As shown in FIG. 10A, the reversely-charged toner 5 carried to the cleaning section migrates to the cleaning roller 61 with the aid of Coulomb force. If the next printing operation is started with this condition, the paper 1 is pulled in between the photoconductive drum 10 and the transfer roller 51 as shown in FIG. 1, the normally-charged toner 3 that has migrated to the transfer roller 51 will adhere to the reverse side of the paper 1 and then will be fused so that the reverse side of the paper 1 will be contaminated by toner. In order to prevent such a problem, a voltage lower than the surface of the photoconductive drum 10 is applied to the transfer roller 51 for the duration time T3 (i.e., t8-t9), as shown in FIG. 10B, during which the transfer roller 51 rotates through at least one complete rotation so that the normally-charged toner 3 deposited on the transfer roller 51 migrates to the photoconductive drum 10 with the aid of Coulomb force. The normally-charged toner 3 that has migrated from the transfer roller 51 to the photoconductive drum 10 is mainly recovered into the developing section.
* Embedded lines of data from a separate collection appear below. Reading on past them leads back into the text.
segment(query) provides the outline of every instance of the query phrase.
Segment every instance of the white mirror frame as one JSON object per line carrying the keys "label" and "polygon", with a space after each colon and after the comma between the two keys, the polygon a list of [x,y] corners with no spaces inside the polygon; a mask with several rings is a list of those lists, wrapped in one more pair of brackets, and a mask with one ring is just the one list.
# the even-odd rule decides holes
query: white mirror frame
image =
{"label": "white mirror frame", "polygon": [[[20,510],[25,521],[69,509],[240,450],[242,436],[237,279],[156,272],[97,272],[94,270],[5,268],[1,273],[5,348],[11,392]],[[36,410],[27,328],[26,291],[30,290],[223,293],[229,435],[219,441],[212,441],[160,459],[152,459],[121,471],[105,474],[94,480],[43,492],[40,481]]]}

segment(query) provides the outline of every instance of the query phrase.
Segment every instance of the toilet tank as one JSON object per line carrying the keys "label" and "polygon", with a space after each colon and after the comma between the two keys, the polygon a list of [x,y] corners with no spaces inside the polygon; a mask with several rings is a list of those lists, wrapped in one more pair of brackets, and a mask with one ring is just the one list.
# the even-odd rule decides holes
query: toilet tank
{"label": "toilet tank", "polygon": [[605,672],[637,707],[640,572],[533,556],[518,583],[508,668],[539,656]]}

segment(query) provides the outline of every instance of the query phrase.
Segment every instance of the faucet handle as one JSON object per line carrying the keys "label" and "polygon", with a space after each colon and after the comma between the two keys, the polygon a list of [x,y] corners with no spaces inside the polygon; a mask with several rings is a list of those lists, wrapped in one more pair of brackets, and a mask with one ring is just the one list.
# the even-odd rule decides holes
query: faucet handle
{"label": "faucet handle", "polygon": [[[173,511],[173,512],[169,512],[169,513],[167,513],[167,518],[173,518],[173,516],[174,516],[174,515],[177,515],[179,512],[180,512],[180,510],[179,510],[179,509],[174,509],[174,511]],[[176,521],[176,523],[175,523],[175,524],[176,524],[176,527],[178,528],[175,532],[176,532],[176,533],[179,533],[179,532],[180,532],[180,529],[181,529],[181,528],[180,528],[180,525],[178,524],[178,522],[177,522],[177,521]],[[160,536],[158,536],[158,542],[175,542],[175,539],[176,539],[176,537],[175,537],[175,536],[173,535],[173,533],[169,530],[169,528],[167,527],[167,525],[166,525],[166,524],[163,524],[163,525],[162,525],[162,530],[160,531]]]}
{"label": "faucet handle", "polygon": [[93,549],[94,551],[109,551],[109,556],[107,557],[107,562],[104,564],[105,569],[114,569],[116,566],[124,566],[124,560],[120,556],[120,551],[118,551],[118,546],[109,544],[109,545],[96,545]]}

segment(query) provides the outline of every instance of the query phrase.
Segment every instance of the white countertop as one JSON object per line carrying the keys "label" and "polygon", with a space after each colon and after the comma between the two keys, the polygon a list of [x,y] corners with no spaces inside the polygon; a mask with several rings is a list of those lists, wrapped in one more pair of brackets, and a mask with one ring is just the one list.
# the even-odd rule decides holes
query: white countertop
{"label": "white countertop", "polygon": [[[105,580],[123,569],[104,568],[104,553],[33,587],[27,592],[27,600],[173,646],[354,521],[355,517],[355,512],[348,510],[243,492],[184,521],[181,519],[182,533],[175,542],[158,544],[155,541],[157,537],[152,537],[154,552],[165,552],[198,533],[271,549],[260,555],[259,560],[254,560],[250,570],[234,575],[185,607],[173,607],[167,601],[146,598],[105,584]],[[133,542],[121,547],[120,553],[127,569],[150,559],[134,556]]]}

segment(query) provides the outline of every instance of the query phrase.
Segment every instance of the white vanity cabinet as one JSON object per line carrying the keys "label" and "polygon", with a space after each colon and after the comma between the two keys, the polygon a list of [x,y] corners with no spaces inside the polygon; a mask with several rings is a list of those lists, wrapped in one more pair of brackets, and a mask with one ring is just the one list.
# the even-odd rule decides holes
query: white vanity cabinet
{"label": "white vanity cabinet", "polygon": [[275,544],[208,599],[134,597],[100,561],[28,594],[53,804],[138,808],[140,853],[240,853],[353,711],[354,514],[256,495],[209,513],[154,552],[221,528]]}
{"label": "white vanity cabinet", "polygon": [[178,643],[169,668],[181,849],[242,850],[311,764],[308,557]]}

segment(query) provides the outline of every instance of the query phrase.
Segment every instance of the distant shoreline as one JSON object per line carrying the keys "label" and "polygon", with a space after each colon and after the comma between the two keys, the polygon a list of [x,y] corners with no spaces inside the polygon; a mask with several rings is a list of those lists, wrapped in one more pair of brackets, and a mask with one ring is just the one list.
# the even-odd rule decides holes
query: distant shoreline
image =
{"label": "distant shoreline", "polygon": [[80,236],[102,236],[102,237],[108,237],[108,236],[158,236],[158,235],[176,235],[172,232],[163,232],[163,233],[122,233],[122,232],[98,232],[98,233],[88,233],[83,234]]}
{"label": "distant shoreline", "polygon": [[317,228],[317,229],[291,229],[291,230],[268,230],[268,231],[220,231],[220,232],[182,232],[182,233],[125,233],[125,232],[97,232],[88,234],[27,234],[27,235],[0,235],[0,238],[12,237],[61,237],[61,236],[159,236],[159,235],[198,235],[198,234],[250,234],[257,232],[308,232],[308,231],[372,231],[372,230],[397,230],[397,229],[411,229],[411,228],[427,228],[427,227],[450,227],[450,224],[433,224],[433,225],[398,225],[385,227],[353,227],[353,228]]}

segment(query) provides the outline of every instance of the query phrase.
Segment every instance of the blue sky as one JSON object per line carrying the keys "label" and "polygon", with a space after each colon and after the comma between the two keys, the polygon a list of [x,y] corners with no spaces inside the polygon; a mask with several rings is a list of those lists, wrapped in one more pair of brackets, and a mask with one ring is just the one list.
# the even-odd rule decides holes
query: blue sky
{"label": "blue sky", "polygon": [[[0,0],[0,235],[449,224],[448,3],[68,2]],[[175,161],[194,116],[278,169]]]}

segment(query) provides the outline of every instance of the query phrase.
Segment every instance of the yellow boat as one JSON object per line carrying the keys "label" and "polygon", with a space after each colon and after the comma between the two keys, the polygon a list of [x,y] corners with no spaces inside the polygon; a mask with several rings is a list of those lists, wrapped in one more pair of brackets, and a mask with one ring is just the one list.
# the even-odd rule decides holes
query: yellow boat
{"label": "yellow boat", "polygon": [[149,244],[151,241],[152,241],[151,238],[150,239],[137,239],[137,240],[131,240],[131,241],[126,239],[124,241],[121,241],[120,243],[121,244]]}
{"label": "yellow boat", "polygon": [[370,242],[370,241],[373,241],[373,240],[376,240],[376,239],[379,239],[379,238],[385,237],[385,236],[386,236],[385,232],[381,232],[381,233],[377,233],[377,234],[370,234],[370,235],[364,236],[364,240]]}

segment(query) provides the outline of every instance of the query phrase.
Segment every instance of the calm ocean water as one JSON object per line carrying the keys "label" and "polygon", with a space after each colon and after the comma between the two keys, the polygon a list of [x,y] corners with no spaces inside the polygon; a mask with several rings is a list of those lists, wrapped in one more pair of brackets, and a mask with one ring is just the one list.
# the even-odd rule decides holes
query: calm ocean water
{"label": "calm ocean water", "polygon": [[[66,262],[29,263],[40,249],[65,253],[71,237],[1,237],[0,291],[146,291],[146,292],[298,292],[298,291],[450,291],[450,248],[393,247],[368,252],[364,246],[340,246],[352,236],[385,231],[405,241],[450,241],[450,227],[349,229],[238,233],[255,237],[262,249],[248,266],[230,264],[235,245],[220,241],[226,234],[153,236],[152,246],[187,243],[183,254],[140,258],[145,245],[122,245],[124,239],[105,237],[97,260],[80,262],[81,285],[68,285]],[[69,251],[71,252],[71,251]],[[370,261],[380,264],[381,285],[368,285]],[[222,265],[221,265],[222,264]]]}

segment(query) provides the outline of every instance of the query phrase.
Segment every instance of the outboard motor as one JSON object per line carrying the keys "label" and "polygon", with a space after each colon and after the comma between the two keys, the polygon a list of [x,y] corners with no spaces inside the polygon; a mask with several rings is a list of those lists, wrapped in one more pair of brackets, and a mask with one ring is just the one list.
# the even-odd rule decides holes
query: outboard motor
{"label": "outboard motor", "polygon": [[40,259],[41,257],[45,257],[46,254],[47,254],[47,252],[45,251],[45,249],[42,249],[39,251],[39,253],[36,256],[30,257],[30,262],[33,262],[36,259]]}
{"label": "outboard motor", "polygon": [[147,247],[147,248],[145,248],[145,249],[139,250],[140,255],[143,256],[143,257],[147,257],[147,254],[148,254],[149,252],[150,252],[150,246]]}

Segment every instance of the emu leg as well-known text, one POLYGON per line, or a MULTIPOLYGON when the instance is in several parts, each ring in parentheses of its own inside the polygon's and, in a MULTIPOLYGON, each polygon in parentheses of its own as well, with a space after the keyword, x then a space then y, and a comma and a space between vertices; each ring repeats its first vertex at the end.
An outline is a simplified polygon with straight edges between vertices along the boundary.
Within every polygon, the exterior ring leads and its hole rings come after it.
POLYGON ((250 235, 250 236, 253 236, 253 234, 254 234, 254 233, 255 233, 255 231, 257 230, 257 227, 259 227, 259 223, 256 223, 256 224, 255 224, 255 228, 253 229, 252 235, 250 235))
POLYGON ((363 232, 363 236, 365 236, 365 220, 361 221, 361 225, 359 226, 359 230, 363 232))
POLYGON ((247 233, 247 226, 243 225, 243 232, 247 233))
Some reversely-charged toner may migrate to the transfer roller 51 during application of a negative voltage to the transfer roller 51 from time t8 time t9. therefore, the power supply circuit 52 is switched from the negative to a positive voltage of +1000 V as shown in FIG. 10C, so that the transfer roller 51 receives a voltage of +1000 V from time t9 to time t12.

At time t10 after the duration T3, the switch 62 is switched to supply a positive voltage of +400 V to the cleaning roller 61 as shown in FIG. 11A. Thus, the normally-charged toner 3 on the photoconductive drum 10 migrates to the cleaning roller 61 with the aid of Coulomb force.

In the meantime, as shown in FIG. 11B, when the potential of the auxiliary charging roller 71 is switched at time t11, the recovery operation of the normally-charged toner 3 accumulated on the auxiliary charging roller 71 is started. As shown in FIG. 11B, the switch 72 is switched to connect the power supply circuit 73a to the auxiliary charging roller 71 so that the potentials of the auxiliary charging roller 71, main charging roller 21, and photoconductive drum 10 are increasingly higher in this order. As a result, the normally-charged toner 3 deposited on the surface of the auxiliary charging roller 71 migrates from the auxiliary charging roller 71 via the main charging roller 21 to the photoconductive drum 10.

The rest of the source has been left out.